CohortManifest R6 Class
CohortManifest R6 Class
Details
An R6 class that manages a collection of CohortDef objects and maintains
metadata in a SQLite database.
The CohortManifest class manages multiple cohort definitions and stores their
metadata in a SQLite database located at inputs/cohorts/cohortManifest.sqlite.
Each CohortDef is assigned a sequential ID based on its position in the manifest.
Returns a tabular view of the manifest from the database, suitable for
viewing, filtering, and reporting.

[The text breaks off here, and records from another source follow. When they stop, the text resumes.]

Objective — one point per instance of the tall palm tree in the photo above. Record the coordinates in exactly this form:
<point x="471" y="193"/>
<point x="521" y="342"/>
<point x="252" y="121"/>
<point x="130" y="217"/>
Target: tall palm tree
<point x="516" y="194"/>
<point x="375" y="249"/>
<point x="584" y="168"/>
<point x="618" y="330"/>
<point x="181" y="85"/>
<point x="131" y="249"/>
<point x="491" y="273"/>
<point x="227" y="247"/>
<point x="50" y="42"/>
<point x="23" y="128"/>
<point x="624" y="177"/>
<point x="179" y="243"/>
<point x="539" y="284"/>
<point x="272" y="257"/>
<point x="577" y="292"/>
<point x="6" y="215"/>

Columns include: id, label, tags, filePath, hash, timestamp.
Requires that executionSettings has been set and includes:
A database connection (via getConnection())
workDatabaseSchema for the target schema
cohortTable with the desired table name
tempEmulationSchema if needed for the database platform
Requires that executionSettings has been set and includes:
A database connection (via getConnection())
workDatabaseSchema for the target schema
cohortTable with the desired table name
The cohort is assigned a new ID equal to max(existing_id) + 1. Parent cohorts
(specified in dependsOnCohortIds) must already exist in this manifest.
The cohort is immediately persisted to the SQLite manifest database.
Execution flow:
Build dependency graph from all CohortDef objects
Validate no circular dependencies (error if found)
Topologically sort cohorts by dependencies (parents before children)
For each cohort in topological order:
Render and execute SQL (circe uses SqlRender parameters, dependent uses metadata JSON)
Record checksums and dependency hashes in database
Report results with cohort_type, depends_on, dependency_status columns
Requires that executionSettings has been set and includes:
A database connection (via getConnection())
cdmDatabaseSchema (where the OMOP CDM data resides)
workDatabaseSchema (where cohort results are written)
cohortTable (destination table name)
tempEmulationSchema if needed for the database platform
Methods
Method new()
Initialize a new CohortManifest
Usage
CohortManifest$new(
cohortEntries,
executionSettings = NULL,
dbPath = "inputs/cohorts/cohortManifest.sqlite"
)
Arguments
cohortEntries
List. A list of CohortDef objects.
executionSettings
Object. Execution settings for DBMS cohort generation (optional).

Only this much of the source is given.